AI Agent Service
AutoCom's AI Agent Service is a Python microservice that provides multi-step AI agent orchestration with tool use, conversation memory, RAG-powered knowledge retrieval, and graph-based workflows with human-in-the-loop approval gates.
Why a Separate Service?
The existing Laravel AI module handles simple, single-call operations well — classify text, extract an order, generate a product description. These stay in PHP.
The agent service handles complex operations where:
- An AI needs to call multiple tools, reason about results, and decide next steps
- Conversations need to persist across requests (memory)
- Responses should be grounded in your knowledge base articles (RAG)
- Multi-step workflows need human approval gates (graph flows)

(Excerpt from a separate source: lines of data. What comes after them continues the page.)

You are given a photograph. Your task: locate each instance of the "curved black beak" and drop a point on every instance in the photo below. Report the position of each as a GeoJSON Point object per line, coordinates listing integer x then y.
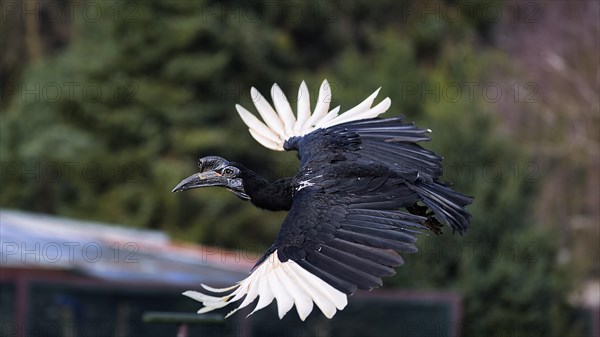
{"type": "Point", "coordinates": [201, 179]}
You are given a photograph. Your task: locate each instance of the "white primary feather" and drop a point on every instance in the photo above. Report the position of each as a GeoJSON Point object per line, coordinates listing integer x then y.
{"type": "Point", "coordinates": [281, 124]}
{"type": "Point", "coordinates": [286, 282]}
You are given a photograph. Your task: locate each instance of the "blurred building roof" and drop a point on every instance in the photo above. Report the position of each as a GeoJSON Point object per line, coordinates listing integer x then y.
{"type": "Point", "coordinates": [34, 241]}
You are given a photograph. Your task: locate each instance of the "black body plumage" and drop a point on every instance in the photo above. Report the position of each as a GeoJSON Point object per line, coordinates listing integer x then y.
{"type": "Point", "coordinates": [364, 190]}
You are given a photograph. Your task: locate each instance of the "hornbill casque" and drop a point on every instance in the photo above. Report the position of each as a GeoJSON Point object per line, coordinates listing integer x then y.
{"type": "Point", "coordinates": [364, 190]}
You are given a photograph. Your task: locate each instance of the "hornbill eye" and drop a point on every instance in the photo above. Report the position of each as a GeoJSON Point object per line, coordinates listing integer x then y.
{"type": "Point", "coordinates": [228, 172]}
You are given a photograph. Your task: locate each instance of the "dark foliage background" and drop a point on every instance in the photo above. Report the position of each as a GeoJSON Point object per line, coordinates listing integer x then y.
{"type": "Point", "coordinates": [102, 114]}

- Different tenants need different AI configurations
Architecture
Client → Laravel API → Agent Service (Python) → LLM (OpenAI/Claude/Groq/...)
↑ ↓
└─ tool callbacks → ModuleApiBus → Orders/Products/Customers
→ Qdrant (vector search for KB articles)
Key design principle: The Python service is stateless regarding tenant configuration. Laravel sends a complete TenantContext payload with every request — provider credentials, available tools, permissions, callback URLs. The Python service executes and discards. No tenant config is persisted in Python.
What Lives Where
| Laravel AI Module (unchanged) | Python Agent Service (new) |
|---|---|
| Provider CRUD, credential storage | Multi-step agent chat with tools + memory |
| Chat playground (single-turn) | RAG-augmented conversations |
| Order extraction, classification | Graph flows (NDR, fraud, refund) |
| Product description generation | Human-in-the-loop workflows |
| KB article CRUD | Semantic KB search (vector embeddings) |
| LLM-powered translation (44+ langs) | Cross-conversation memory |
| Usage logging (AIUsageLog) | Agent role management |
| Workflow nodes (ai:chat, etc.) |
Docker Services
# In docker-compose.prod.yml
qdrant: # Vector store for RAG embeddings (port 6333 internal)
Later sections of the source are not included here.